Me apunto a utilizar esa cita que no sé si es exacta pero que sirve muy bien para resumir el espíritu de la ópera prima de Pavel Lungin: “La comedia es tragedia más tiempo”. Es curioso porque por mis recuerdos cuando se estrenó en septiembre del año 1991, la visión de Taxi blues fue la de un drama que se presentaba como una película que reflejaba “un Moscú diferente, en el que las drogas, el alcohol y el sexo eran las únicas razones para sobrevivir”, según frases publicitarias de la prensa, como en las del diario ABC. Sin embargo, una vez revisado el film, se descubre una comedia, grotesca en efecto, casi delirante en ocasiones, pero que no renuncia al género por los personajes, relaciones y vicisitudes. Con esa pareja antagónica que podrían ser Laurel y Hardy en cuanto al cine, Lazarillo y el viejo ciego. Incluso don Quijote y Sancho Panza como referentes literarios.
Los personajes son ejemplos errantes en un país que digería la resaca de la perestroika. Una nación que durante la década de los noventa perdería sus colonias soviéticas progresivamente. Una Rusia que despedía a Gorbachov, antes de la entrada de Boris Yeltsin en el poder. Frente a la rudeza conservadora del inamovible taxista surge la contagiosa picaresca del saxofonista. La razón frente a las vísceras. Se crea una dinámica de un personaje solitario, tosco, solo amigo de sus amigos, que evoluciona y rejuvenece, obsesionado por su oponente más joven, vividor y genial cuando toca el saxofón. Hasta los años ochenta conocíamos la Rusia de los zares, las de la Revolución y la estanilista. Siempre habíamos observado en pantalla la Historia con mayúsculas, pero esta era una de las primeras ocasiones en las que podíamos ser testigos del día a día de los moscovitas. De sus jornadas de trabajo, la llegada de un capitalismo tan avanzado que los trapicheos y la mafia iban más veloces que los rublos. Además del retrato de personajes como el anciano militar que comparte casa con el conductor, siempre dispuesto a denunciar delitos al partido, aunque luego se le pueda sobornar con facilidad. O la novia del protagonista, una divertida y jovial empleada en una carnicería. Todo se pudo ver gracias a que se trataba de una coproducción ruso-francesa, encabezada por el omnipresente productor Marin Karmitz. El cine francés de final del siglo veinte y parte del europeo, fueron suyos.

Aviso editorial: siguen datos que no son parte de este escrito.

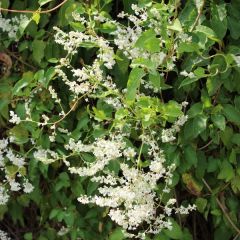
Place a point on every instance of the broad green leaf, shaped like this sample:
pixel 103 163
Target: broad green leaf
pixel 175 232
pixel 36 17
pixel 117 235
pixel 226 171
pixel 190 155
pixel 219 19
pixel 208 32
pixel 219 121
pixel 172 109
pixel 148 41
pixel 236 138
pixel 187 47
pixel 38 47
pixel 195 109
pixel 201 204
pixel 194 127
pixel 176 26
pixel 192 185
pixel 134 83
pixel 27 78
pixel 43 2
pixel 231 113
pixel 142 62
pixel 19 134
pixel 234 27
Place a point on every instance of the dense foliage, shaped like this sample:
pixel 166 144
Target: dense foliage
pixel 120 119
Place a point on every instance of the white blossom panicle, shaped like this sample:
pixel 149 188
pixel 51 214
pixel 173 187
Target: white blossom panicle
pixel 14 118
pixel 104 151
pixel 27 186
pixel 4 196
pixel 45 156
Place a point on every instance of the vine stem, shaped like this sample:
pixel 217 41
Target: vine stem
pixel 222 208
pixel 34 11
pixel 198 16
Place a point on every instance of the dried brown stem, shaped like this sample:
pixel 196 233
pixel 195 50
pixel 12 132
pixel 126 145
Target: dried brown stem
pixel 34 11
pixel 223 209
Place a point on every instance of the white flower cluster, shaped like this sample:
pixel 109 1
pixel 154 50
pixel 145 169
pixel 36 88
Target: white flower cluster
pixel 11 26
pixel 45 156
pixel 104 150
pixel 131 196
pixel 133 201
pixel 7 157
pixel 14 118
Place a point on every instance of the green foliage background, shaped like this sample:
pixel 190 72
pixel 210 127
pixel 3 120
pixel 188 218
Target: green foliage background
pixel 207 153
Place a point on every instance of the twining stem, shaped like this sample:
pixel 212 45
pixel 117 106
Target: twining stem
pixel 223 209
pixel 34 11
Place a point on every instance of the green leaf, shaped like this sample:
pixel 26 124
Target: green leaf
pixel 117 235
pixel 43 2
pixel 19 134
pixel 194 127
pixel 198 74
pixel 226 171
pixel 172 109
pixel 38 47
pixel 195 109
pixel 208 32
pixel 201 204
pixel 234 27
pixel 176 26
pixel 142 62
pixel 190 155
pixel 219 19
pixel 231 113
pixel 236 138
pixel 36 17
pixel 148 41
pixel 192 185
pixel 27 78
pixel 134 83
pixel 219 121
pixel 187 47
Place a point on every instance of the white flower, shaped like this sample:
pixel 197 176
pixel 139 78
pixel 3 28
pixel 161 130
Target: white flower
pixel 27 186
pixel 3 196
pixel 14 118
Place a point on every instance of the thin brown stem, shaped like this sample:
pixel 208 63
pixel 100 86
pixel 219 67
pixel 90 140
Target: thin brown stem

Taxi blues se inicia en cierto modo como aquella odisea terrorífica de Travis Bickle descendiendo a los infiernos de Nueva York. Pero el cambio a otro sistema en la extinta URSS está a la vuelta de la esquina y, a pesar del carácter taciturno de Shlykov con sus rutinas, su venta de alcohol ilegal, sus sesiones de gimnasia. Aparte de esos vasos de vodka que los taxistas se meten entre pecho y espalda al comenzar su trabajo, puntean una mirada cómica y terrible, algo autobiográfica de Pavel Lungin en su premiado debut como director en el Festival de Cannes.